My tests were done with Kaby Lake (Haswell) and Ryzen 2700 (Zen, which for the most part is Haswell) so your build failures are likely the result of a change in some other dependency. (Or you are missing some other PR on top of 0.3.5 - #2028 is not going to affect anything as it appears that the file in question is not even used for the AMD Piledriver target itself.) If you still think that OpenBLAS is to blame, please provide more information - unfortunately there are far too few developers on this project to expect us to trawl through your build logs or install any and all packages just to see if and where they break)

martin-frbg commented 5 years ago

If you are actually using 0.3.5 with only the patches from 2010 onwards, you are missing #1965 to #1967 (the patches for issue #1964 mentioned above). I believe the other changes since the 0.3.5 release on december 31 are unlikely to have serious impact on Haswell (most do not affect x86_64 at all). 0.3.6 is still planned to be released next weekend - unless serious regressions get reported against the develop branch in the meantime.

QuLogic commented 5 years ago

Unfortunately, the trouble with getting a backtrace is that it's a bit of a heisenbug. I was able to reproduce the same issue from the builder locally, but whenever I installed the debug symbols, it stopped crashing in gdb. Using a different failing package, I was able to get valgrind to point to dscal_k_HASWELL (dscal.c:226).

However, today I've now figured out how to build against openblas master, and it appears this crash is now fixed. I think you are correct that there are simply not enough patches backported (e.g., dscal appears changed by #1966). I will try out the other failing packages with this to see if there are any other real issues.

martin-frbg commented 5 years ago

Wait - is it master or develop that you built against ? master is stuck at 0.2.20, releases since then have been created from the 0.3.0 branch (which gets updated from develop about every two months)

QuLogic commented 5 years ago

Sorry, I meant develop, specifically, fd34820b99bd302ed2b31ca0e5fedeb492a179c7.

opoplawski commented 5 years ago

@susilehtola would you be opposed to building the head of develop in Fedora rawhide?

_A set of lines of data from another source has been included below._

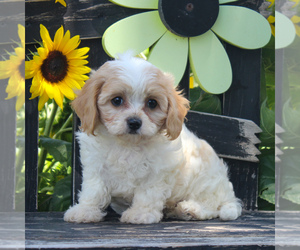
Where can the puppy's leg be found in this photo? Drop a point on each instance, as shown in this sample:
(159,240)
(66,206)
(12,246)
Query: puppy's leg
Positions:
(192,210)
(93,199)
(147,205)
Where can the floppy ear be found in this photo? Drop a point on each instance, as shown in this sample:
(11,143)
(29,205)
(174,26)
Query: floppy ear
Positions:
(178,108)
(85,104)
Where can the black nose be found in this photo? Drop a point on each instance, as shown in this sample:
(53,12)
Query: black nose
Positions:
(134,124)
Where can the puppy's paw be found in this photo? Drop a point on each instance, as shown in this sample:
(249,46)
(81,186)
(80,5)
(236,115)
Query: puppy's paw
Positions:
(135,216)
(230,211)
(83,214)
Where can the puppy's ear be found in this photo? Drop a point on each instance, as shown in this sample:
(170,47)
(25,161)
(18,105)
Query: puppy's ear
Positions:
(85,104)
(178,108)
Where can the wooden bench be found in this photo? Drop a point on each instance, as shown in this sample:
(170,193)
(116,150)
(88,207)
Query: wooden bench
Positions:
(240,120)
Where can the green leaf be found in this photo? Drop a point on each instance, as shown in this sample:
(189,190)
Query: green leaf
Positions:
(61,198)
(291,125)
(290,176)
(204,102)
(60,150)
(267,124)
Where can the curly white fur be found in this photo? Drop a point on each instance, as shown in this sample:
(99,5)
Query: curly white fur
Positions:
(159,168)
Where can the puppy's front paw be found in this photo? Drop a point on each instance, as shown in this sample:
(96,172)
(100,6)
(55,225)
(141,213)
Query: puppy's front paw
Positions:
(230,211)
(135,216)
(83,214)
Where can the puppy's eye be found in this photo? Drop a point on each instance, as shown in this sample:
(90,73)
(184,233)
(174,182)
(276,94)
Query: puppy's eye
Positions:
(117,101)
(152,103)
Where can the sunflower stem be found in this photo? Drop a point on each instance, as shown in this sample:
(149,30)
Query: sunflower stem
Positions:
(47,131)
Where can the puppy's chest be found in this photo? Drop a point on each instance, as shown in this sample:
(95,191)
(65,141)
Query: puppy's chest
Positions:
(127,166)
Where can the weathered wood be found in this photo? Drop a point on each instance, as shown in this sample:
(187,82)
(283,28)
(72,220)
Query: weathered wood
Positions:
(231,137)
(31,149)
(7,150)
(11,14)
(48,230)
(48,13)
(12,230)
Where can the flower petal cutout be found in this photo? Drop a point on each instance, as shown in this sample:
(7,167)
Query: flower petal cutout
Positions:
(136,33)
(242,27)
(170,54)
(210,63)
(137,4)
(284,30)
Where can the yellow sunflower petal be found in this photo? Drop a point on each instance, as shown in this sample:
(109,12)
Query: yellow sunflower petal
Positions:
(20,100)
(5,69)
(43,99)
(80,71)
(57,95)
(47,41)
(21,33)
(64,41)
(58,38)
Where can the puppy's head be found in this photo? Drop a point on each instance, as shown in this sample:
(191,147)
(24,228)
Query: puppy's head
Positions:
(130,96)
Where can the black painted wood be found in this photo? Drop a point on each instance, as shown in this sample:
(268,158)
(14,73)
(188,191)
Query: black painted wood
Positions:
(253,230)
(48,13)
(31,149)
(235,143)
(76,164)
(242,100)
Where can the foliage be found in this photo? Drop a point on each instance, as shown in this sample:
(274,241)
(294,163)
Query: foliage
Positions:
(290,162)
(54,193)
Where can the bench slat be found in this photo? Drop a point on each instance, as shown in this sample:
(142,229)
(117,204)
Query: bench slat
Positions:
(48,230)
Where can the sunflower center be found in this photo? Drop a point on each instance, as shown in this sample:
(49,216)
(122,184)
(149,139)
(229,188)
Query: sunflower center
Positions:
(188,18)
(55,67)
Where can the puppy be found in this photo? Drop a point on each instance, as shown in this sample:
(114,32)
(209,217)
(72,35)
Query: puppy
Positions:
(137,155)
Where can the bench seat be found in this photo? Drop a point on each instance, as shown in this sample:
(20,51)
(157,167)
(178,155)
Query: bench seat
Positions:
(251,231)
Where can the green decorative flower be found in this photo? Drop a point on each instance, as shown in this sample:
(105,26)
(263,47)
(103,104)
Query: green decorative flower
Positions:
(183,30)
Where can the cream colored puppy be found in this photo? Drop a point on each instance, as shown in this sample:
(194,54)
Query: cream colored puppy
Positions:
(137,155)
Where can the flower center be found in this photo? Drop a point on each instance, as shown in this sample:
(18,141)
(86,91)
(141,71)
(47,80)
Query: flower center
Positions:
(55,67)
(188,18)
(21,69)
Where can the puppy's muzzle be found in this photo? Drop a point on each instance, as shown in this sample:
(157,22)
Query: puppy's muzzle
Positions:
(134,124)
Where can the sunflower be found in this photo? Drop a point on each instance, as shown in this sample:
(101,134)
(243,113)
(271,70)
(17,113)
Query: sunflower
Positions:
(14,70)
(58,69)
(183,30)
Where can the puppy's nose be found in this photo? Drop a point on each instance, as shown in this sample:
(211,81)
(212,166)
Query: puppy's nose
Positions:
(134,124)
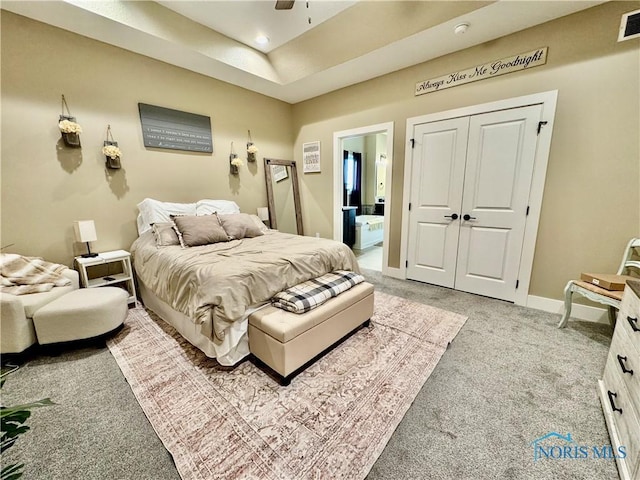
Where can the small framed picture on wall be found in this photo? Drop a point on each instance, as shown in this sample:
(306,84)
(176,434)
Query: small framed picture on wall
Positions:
(311,157)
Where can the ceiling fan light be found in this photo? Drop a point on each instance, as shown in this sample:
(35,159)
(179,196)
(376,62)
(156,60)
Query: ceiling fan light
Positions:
(262,40)
(460,28)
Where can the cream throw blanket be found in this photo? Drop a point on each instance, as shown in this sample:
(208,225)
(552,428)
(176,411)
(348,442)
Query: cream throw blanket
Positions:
(22,275)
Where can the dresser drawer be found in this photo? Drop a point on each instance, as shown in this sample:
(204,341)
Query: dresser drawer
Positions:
(624,362)
(617,404)
(628,316)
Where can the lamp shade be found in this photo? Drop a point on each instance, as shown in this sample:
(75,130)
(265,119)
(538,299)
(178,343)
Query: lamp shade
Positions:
(263,213)
(85,231)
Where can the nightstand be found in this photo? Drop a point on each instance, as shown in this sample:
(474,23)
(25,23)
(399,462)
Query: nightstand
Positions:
(87,266)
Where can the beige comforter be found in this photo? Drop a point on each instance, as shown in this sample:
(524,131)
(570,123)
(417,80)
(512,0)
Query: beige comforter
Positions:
(214,284)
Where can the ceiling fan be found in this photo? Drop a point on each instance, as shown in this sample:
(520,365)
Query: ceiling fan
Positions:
(284,4)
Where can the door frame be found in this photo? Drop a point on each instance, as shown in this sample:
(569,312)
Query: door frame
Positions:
(338,137)
(548,100)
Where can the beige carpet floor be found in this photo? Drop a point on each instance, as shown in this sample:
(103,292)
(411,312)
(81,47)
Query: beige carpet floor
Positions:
(333,421)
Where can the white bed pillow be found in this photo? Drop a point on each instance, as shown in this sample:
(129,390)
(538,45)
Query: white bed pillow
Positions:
(207,207)
(155,211)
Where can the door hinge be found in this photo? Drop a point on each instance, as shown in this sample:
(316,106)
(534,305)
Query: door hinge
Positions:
(540,125)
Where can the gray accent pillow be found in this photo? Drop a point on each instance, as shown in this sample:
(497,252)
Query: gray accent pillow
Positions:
(199,229)
(240,225)
(165,234)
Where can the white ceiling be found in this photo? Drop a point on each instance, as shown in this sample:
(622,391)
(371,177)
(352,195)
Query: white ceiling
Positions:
(347,42)
(244,20)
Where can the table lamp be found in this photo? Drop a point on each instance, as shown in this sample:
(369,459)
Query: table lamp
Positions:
(263,214)
(85,231)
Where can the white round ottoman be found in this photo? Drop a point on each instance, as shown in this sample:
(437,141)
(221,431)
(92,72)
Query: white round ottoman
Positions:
(80,314)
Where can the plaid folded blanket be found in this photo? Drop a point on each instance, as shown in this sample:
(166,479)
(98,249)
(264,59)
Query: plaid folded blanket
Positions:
(23,275)
(310,294)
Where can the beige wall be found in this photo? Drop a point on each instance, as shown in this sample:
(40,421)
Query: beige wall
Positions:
(591,204)
(45,186)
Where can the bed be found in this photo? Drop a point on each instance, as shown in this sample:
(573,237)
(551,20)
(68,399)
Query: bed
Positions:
(208,291)
(369,231)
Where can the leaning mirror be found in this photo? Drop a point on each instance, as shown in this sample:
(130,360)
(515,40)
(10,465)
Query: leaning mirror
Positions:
(283,195)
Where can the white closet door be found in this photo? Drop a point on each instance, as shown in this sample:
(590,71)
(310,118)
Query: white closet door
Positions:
(499,167)
(436,195)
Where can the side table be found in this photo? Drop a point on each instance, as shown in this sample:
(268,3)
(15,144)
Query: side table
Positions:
(85,264)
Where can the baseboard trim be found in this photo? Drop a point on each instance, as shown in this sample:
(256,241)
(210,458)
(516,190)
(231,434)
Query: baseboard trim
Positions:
(394,273)
(581,312)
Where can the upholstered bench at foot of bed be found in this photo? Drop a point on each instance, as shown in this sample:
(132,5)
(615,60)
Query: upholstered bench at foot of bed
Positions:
(81,314)
(287,341)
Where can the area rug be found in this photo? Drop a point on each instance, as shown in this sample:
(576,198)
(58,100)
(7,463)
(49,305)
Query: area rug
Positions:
(332,421)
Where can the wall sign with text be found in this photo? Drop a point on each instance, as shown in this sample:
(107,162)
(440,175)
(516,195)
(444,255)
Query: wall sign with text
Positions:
(496,68)
(311,157)
(175,130)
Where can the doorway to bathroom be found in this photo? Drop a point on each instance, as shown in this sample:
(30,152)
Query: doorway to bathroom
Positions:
(362,192)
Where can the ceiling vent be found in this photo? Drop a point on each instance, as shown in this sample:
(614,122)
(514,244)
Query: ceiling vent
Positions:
(629,26)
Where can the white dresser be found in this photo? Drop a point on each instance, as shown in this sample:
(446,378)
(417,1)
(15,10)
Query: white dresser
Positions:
(620,385)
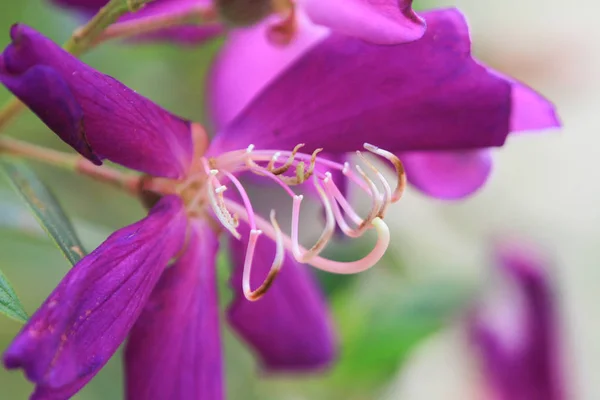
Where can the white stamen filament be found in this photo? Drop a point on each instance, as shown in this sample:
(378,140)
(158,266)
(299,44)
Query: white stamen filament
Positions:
(206,188)
(254,295)
(337,267)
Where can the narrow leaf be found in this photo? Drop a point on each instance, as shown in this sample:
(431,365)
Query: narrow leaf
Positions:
(45,207)
(9,302)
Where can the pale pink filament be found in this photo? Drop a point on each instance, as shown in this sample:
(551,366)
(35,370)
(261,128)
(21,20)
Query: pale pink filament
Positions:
(274,165)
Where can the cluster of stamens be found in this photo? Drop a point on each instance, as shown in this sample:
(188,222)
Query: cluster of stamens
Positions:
(204,191)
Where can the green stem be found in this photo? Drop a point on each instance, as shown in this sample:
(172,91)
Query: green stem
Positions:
(128,182)
(198,15)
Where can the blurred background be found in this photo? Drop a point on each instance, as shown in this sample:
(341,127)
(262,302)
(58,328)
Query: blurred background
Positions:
(401,324)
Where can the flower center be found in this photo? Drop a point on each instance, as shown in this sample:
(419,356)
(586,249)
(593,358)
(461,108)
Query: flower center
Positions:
(203,192)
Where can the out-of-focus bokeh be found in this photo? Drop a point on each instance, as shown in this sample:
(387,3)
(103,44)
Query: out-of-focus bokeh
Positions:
(401,324)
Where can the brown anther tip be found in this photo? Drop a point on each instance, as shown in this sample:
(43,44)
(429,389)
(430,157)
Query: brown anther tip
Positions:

That should give some useful testing here I think.

susilehtola commented 5 years ago

@opoplawski I've included #1965-#1967 in the latest build. Originally, I just wanted to patch out the stuff that isn't working, since there might be unstable stuff in the develop branch.

If @martin-frbg agrees, I (or @opoplawski) can switch to using the development branch until 0.3.6 is released.

martin-frbg commented 5 years ago

There is not supposed to be anything unstable in the develop branch right now (except perhaps the AVX512 DGEMM, but that is no recent regression). My not yet merged #2026 poses a small risk as it re-enables a multithreaded codepath that had been disabled in an earlier search for the source of a loss of precision.

susilehtola commented 5 years ago

@opoplawski I don't really have time to work on this; you're free to bump openblas to the develop branch.

opoplawski commented 5 years ago

Looks like octave is building fine now with the latest openblas in Rawhide. I did prepare an updated package with the latest git, but I think I'll hold off on that for now.